1926 - 1927
Sir Walter Raleigh loves Bessie Throckmorton, Elizabeth's lady-in-waiting. He sends her a love letter, but Bessie loses it. The lost letter is found by Jill-all-alone, a forest dweller, whose constant companion is a black cat. Living in the forest with a black cat necessarily points to Jill as a witch. She ventures to the castle to restore the letter to its owner, but runs afoul of the worthy citizens of Windsor intent on their May Day revels. What could be better than a witch hunt? When she is being hunted and harried, the Royal Forester, Long Tom, comes to her aid and is supported by the Earl of Essex, to whom Jill hands Bessie's letter. Essex, thinking that Raleigh is his rival for royal favour, accepts the letter as his opportunity to arouse Eliizabeth's jealousy and he hands the letter to the Queen. Elizabeth mistakens the letter as an avowal of Ralph's love for her but Raleigh is not the man to allow the Queen to be under a misapprehension and explains that the letter belongs to Bessie Throckmorton. The Queen is furious and orders Raleigh to be banished, Bessie imprisoned, and Jill, who mocked the Queen's distress, to be burnt as a witch.

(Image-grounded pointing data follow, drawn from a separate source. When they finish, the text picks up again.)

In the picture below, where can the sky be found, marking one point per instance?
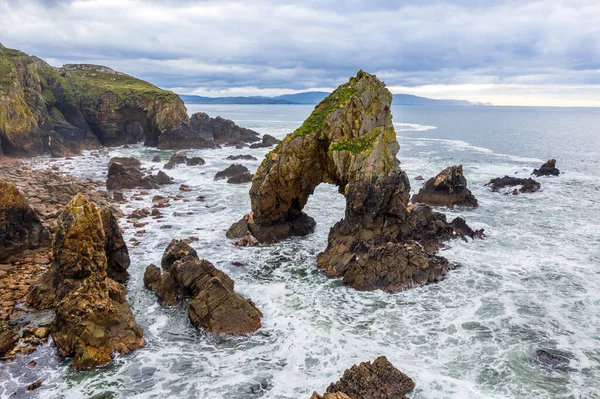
(506, 52)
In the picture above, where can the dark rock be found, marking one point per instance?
(93, 319)
(547, 169)
(116, 250)
(163, 178)
(195, 161)
(240, 178)
(377, 380)
(448, 188)
(527, 185)
(214, 305)
(20, 227)
(231, 171)
(241, 157)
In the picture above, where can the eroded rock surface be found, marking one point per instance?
(20, 227)
(527, 185)
(93, 319)
(547, 169)
(349, 140)
(377, 380)
(214, 305)
(448, 188)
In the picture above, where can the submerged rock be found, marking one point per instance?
(448, 188)
(349, 140)
(214, 305)
(527, 185)
(547, 169)
(93, 319)
(377, 380)
(20, 227)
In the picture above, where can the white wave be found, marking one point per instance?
(412, 127)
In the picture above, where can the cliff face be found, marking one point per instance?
(64, 110)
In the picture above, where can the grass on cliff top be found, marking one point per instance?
(86, 83)
(337, 99)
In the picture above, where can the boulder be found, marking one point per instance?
(547, 169)
(377, 380)
(267, 141)
(527, 185)
(240, 178)
(115, 248)
(448, 188)
(20, 227)
(195, 161)
(230, 171)
(349, 140)
(93, 319)
(214, 305)
(241, 157)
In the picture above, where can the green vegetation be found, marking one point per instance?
(338, 99)
(353, 146)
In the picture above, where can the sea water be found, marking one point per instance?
(532, 284)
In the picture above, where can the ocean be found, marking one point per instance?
(532, 284)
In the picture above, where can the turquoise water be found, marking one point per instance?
(532, 284)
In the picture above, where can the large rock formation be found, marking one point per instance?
(63, 110)
(547, 169)
(349, 140)
(377, 380)
(214, 305)
(448, 188)
(93, 319)
(20, 227)
(521, 185)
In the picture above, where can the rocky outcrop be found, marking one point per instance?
(267, 141)
(64, 110)
(547, 169)
(127, 173)
(527, 185)
(235, 173)
(349, 140)
(93, 319)
(214, 305)
(202, 131)
(20, 227)
(377, 380)
(448, 188)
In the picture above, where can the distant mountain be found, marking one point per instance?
(315, 97)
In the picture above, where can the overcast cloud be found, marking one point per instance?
(500, 51)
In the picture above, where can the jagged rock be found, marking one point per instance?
(8, 339)
(230, 171)
(20, 227)
(527, 185)
(267, 141)
(547, 169)
(240, 178)
(93, 319)
(241, 157)
(214, 305)
(195, 161)
(116, 250)
(448, 188)
(377, 380)
(163, 178)
(177, 158)
(75, 107)
(349, 140)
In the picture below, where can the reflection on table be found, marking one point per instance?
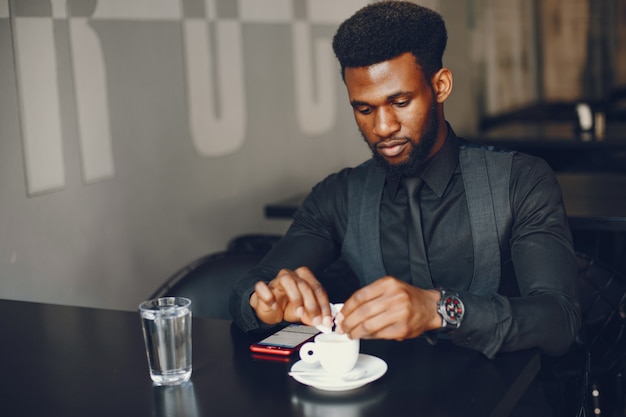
(73, 361)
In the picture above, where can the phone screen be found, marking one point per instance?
(286, 340)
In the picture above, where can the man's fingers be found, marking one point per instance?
(315, 299)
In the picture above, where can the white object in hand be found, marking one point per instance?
(334, 309)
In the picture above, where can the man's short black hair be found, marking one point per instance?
(382, 31)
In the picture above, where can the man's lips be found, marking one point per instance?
(392, 148)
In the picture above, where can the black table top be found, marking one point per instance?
(72, 361)
(593, 201)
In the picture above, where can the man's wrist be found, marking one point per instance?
(450, 309)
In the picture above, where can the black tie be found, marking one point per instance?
(420, 273)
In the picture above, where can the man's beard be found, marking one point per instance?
(418, 153)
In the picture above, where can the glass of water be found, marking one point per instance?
(166, 326)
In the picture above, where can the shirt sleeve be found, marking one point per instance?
(546, 313)
(312, 240)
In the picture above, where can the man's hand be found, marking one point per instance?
(294, 296)
(389, 309)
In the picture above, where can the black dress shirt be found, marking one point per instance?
(536, 305)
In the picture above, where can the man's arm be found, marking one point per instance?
(546, 314)
(311, 242)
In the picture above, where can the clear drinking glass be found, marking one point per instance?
(166, 326)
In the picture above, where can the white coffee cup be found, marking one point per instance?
(336, 353)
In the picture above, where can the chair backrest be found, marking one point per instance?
(602, 292)
(208, 282)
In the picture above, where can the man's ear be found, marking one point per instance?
(442, 84)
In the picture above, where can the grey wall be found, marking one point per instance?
(106, 186)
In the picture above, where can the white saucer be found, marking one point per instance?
(374, 367)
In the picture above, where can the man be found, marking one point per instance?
(494, 230)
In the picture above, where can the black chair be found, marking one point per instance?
(208, 282)
(589, 377)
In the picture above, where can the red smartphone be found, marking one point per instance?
(285, 341)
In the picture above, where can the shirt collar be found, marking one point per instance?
(438, 170)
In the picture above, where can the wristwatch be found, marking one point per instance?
(451, 309)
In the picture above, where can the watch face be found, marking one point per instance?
(453, 308)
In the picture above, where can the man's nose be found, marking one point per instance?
(386, 123)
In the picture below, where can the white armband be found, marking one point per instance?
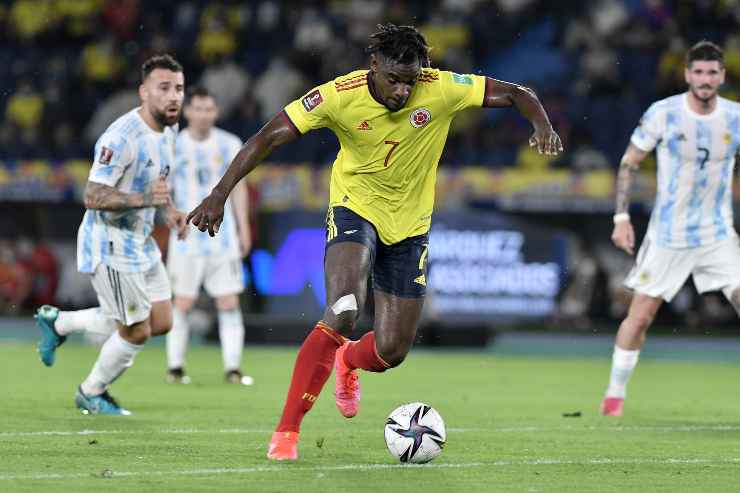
(621, 217)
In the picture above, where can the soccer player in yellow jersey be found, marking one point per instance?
(392, 122)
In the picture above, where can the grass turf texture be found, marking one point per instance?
(506, 431)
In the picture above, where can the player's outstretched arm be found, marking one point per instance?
(623, 235)
(209, 214)
(240, 203)
(500, 94)
(106, 198)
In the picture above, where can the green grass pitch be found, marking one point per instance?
(506, 430)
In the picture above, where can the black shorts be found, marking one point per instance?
(399, 269)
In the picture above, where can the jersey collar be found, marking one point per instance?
(371, 88)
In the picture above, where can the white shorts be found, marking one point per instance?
(220, 276)
(128, 296)
(661, 272)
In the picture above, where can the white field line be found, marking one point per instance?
(522, 429)
(283, 469)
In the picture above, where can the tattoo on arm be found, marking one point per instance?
(624, 183)
(107, 198)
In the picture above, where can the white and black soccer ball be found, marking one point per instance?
(415, 433)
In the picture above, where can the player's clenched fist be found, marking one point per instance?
(623, 236)
(547, 141)
(209, 214)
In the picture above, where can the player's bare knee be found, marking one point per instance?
(184, 304)
(228, 302)
(137, 333)
(640, 321)
(341, 315)
(391, 350)
(393, 356)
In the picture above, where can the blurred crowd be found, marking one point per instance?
(69, 67)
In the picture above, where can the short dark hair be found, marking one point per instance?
(166, 62)
(706, 51)
(400, 44)
(197, 92)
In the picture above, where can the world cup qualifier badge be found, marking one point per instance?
(312, 100)
(420, 117)
(105, 155)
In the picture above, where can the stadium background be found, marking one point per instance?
(520, 241)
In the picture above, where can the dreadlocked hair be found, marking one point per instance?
(401, 44)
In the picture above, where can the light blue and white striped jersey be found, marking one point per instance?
(199, 165)
(696, 158)
(129, 156)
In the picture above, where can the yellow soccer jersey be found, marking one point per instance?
(386, 167)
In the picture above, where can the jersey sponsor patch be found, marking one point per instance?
(420, 117)
(106, 155)
(312, 100)
(462, 79)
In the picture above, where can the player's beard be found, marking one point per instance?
(704, 99)
(164, 119)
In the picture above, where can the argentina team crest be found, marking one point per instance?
(420, 117)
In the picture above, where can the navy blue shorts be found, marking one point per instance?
(399, 269)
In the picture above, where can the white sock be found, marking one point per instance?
(116, 355)
(231, 333)
(177, 340)
(89, 320)
(623, 364)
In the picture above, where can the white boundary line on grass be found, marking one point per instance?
(106, 473)
(522, 429)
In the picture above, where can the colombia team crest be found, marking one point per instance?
(420, 117)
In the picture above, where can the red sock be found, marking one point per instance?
(313, 366)
(362, 354)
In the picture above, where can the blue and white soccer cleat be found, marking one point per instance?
(45, 317)
(99, 404)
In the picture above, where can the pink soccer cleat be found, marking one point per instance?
(612, 406)
(347, 388)
(283, 446)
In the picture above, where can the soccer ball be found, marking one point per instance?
(415, 433)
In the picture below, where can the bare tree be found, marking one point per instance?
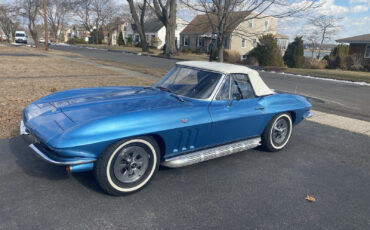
(326, 26)
(8, 20)
(166, 12)
(56, 12)
(83, 9)
(30, 9)
(223, 15)
(136, 10)
(103, 12)
(312, 39)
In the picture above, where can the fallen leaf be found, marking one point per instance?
(310, 198)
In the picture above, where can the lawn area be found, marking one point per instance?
(153, 52)
(32, 74)
(333, 74)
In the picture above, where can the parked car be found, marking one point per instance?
(42, 40)
(20, 37)
(197, 112)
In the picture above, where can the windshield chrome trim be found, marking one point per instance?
(215, 90)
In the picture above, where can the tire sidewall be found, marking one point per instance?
(290, 123)
(106, 177)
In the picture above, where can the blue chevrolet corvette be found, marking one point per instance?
(197, 112)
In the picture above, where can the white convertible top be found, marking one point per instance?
(259, 86)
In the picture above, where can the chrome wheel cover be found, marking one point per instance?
(280, 131)
(131, 164)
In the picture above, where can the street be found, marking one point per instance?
(328, 96)
(248, 190)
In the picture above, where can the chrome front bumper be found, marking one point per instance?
(23, 129)
(308, 114)
(48, 155)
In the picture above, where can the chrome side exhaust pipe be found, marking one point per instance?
(212, 153)
(80, 168)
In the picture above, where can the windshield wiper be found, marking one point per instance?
(171, 92)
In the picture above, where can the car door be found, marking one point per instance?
(236, 112)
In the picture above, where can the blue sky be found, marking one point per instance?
(355, 14)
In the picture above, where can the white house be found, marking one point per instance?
(155, 32)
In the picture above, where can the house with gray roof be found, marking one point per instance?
(241, 36)
(155, 32)
(359, 45)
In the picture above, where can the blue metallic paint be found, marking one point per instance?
(83, 122)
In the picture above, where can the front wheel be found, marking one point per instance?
(277, 132)
(128, 165)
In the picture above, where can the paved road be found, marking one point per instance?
(249, 190)
(327, 96)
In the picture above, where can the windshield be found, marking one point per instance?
(190, 82)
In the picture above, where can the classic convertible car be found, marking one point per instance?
(197, 112)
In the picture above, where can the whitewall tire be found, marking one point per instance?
(277, 132)
(128, 165)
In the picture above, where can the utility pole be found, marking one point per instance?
(46, 28)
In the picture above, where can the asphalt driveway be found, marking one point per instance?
(249, 190)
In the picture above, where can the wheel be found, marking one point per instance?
(277, 132)
(127, 165)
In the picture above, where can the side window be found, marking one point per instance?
(240, 85)
(223, 94)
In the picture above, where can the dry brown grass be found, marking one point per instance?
(25, 79)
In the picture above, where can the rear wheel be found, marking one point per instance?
(128, 165)
(277, 132)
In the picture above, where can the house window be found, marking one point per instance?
(186, 41)
(367, 51)
(254, 42)
(266, 25)
(250, 23)
(199, 42)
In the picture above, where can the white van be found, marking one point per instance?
(20, 37)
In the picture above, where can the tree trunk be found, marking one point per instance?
(171, 48)
(139, 25)
(322, 41)
(220, 48)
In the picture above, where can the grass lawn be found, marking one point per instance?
(333, 74)
(153, 52)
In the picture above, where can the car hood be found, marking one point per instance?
(89, 105)
(56, 113)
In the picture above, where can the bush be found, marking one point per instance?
(232, 56)
(357, 68)
(267, 51)
(74, 41)
(186, 50)
(198, 50)
(313, 63)
(138, 44)
(129, 41)
(252, 61)
(354, 62)
(120, 40)
(337, 57)
(293, 56)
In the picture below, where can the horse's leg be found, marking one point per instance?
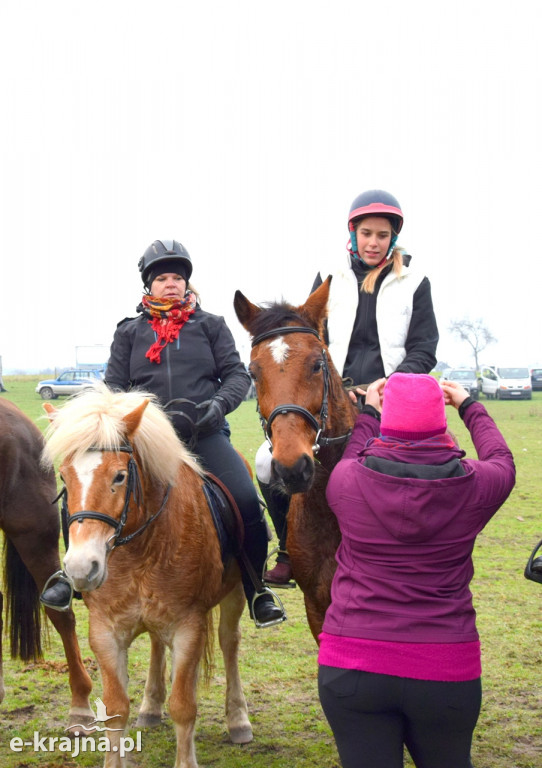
(2, 689)
(79, 679)
(150, 713)
(188, 645)
(39, 553)
(229, 634)
(112, 658)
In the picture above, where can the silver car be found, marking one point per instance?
(68, 383)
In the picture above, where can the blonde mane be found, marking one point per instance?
(94, 420)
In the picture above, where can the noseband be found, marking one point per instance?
(319, 424)
(133, 490)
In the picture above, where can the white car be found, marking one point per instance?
(506, 383)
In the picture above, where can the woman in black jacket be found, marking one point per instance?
(176, 350)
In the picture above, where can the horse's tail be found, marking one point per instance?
(23, 615)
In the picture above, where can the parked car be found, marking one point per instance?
(504, 383)
(536, 378)
(466, 377)
(68, 383)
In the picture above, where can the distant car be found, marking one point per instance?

In the opening of the second act, Jill is seen to escape and to rescue Bessie from the Castle by a secret passage; they hide in Herne the Hunter's oak in the forest. Essex now determines to make amends for the harm he has done Raleigh and is assisted in his plans by Walter Wilkins. Essex plans to work on the Queen's superstitious fears and to stage an appearance of Herne the Hunter during a masque presented by Walter Wilkins. According to tradition, the ghostly huntsman only appears in the forest when the monarch contemplates a crime. The Queen is terrified at the apparition and pardons the lovers and Jill-all-alone. The populace are delighted and the joyful strains of Robin Hood's Wedding brings the story to a "happy ever after" conclusion.